Die beauftragte Marktstudie identifiziert Spanien, Frankreich oder auch England als attraktive Zielmärkte. Dort will man nun im nächsten Schritt „die Low-hanging fruits ernten“, erklärt Moser im Interview. Eigene Büros im Ausland sind vorerst nicht geplant, das Startup operiert weiterhin vom Grazer Standort aus.

Zwei Säulen im Geschäftsmodell

Hinter energiedigital steht ein eingeschweißtes Gründerteam: Martin Moser und Andreas Zobl arbeiten bereits seit 2005 zusammen, als sie die heutige quadratic GmbH (ursprünglich snowreporter Telekommunikationssysteme GmbH) gründeten. Das anfängliche Kerngeschäft mit Wetterstationen unter anderem auf Skipisten verlagerte sich im Laufe der Jahre zunehmend in den Energiebereich. Aus diesem strategischen Wandel heraus entstand schließlich die Tochtergesellschaft energiedigital.

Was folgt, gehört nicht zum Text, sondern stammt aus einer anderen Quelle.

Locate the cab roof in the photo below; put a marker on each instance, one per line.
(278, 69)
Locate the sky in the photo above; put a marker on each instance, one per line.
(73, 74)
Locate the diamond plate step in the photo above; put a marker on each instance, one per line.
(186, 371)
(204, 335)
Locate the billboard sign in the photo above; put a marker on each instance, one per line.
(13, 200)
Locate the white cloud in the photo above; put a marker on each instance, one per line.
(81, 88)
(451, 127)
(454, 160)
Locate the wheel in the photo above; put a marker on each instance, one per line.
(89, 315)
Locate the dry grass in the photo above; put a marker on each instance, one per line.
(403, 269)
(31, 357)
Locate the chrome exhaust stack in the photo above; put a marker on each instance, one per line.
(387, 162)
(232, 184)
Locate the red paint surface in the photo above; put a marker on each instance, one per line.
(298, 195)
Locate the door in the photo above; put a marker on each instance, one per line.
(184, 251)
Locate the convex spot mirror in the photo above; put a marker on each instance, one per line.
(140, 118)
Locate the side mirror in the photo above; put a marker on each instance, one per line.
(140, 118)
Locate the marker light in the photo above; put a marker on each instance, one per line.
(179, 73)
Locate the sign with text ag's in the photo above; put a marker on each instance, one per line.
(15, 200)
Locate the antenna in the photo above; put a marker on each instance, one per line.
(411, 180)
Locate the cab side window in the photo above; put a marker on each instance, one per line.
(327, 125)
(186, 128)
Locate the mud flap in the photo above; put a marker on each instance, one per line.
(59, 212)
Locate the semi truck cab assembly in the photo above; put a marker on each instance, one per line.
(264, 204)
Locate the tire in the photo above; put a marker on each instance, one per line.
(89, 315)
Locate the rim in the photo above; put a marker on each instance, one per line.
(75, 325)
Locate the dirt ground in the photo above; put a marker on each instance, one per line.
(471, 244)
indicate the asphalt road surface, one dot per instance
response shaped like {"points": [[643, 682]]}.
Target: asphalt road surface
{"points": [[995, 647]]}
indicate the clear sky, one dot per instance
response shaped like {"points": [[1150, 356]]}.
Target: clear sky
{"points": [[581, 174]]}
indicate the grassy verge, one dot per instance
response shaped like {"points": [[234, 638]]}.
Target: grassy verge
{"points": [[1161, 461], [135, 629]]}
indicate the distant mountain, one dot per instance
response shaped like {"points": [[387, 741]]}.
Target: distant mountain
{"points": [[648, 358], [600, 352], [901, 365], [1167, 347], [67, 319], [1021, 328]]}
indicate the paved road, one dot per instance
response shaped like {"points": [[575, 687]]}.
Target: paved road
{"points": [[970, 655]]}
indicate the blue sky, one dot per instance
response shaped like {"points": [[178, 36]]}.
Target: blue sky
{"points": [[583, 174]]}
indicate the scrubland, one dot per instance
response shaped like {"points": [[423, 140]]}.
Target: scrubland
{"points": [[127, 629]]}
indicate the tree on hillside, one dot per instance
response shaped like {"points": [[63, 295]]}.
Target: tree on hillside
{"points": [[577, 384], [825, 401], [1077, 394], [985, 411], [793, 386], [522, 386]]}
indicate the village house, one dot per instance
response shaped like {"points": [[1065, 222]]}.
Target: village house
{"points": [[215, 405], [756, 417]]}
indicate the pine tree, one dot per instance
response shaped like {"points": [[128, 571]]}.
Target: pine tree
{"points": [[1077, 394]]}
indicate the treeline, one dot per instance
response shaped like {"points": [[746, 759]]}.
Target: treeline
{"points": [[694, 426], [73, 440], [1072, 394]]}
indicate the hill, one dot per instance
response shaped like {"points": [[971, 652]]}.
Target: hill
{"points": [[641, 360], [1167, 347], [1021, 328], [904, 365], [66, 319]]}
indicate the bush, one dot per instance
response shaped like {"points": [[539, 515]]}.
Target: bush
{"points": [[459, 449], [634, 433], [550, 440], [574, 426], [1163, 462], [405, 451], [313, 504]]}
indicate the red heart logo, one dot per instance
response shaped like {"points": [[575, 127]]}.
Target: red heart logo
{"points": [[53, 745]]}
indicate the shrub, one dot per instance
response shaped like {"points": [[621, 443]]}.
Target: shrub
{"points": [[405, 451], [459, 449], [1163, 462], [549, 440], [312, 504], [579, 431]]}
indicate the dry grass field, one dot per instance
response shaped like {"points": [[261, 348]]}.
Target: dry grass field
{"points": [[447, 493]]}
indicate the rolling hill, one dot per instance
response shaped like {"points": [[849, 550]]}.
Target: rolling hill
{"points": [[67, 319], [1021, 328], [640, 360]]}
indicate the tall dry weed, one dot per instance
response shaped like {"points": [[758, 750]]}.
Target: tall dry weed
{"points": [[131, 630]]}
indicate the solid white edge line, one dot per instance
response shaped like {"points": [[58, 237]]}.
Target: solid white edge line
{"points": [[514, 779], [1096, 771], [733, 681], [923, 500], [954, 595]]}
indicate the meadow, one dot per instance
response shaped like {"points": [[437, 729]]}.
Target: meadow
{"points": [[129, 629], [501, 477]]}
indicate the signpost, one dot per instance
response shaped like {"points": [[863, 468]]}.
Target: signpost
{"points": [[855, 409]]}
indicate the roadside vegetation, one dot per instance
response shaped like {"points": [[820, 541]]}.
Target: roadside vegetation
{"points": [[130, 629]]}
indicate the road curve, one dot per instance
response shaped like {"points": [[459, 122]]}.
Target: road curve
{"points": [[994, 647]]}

Energiedigital finanziert sich über zwei Standbeine: Einerseits bietet das Startup eine Software-Lösung für die Verwaltung und Verrechnung von Energiegemeinschaften an. Dabei werden ein bis zwei Cent pro ausgetauschter Kilowattstunde verrechnet. Andererseits optimiert das Unternehmen Stromlasten bei Endkonsument:innen. Über Kooperationen mit Herstellern, etwa von Warmwasser-Boilern, und ein B2C-Abonnement sorgt das Startup laut eigenen Angaben dafür, dass Hardware dann Energie bezieht, wenn der Strom günstig ist.

Mit dem frischen Kapital im Rücken bereitet sich energiedigital bereits auf das nächste Wachstumskapitel vor: Laut Moser soll spätestens in zwei Jahren eine Series-A-Runde folgen.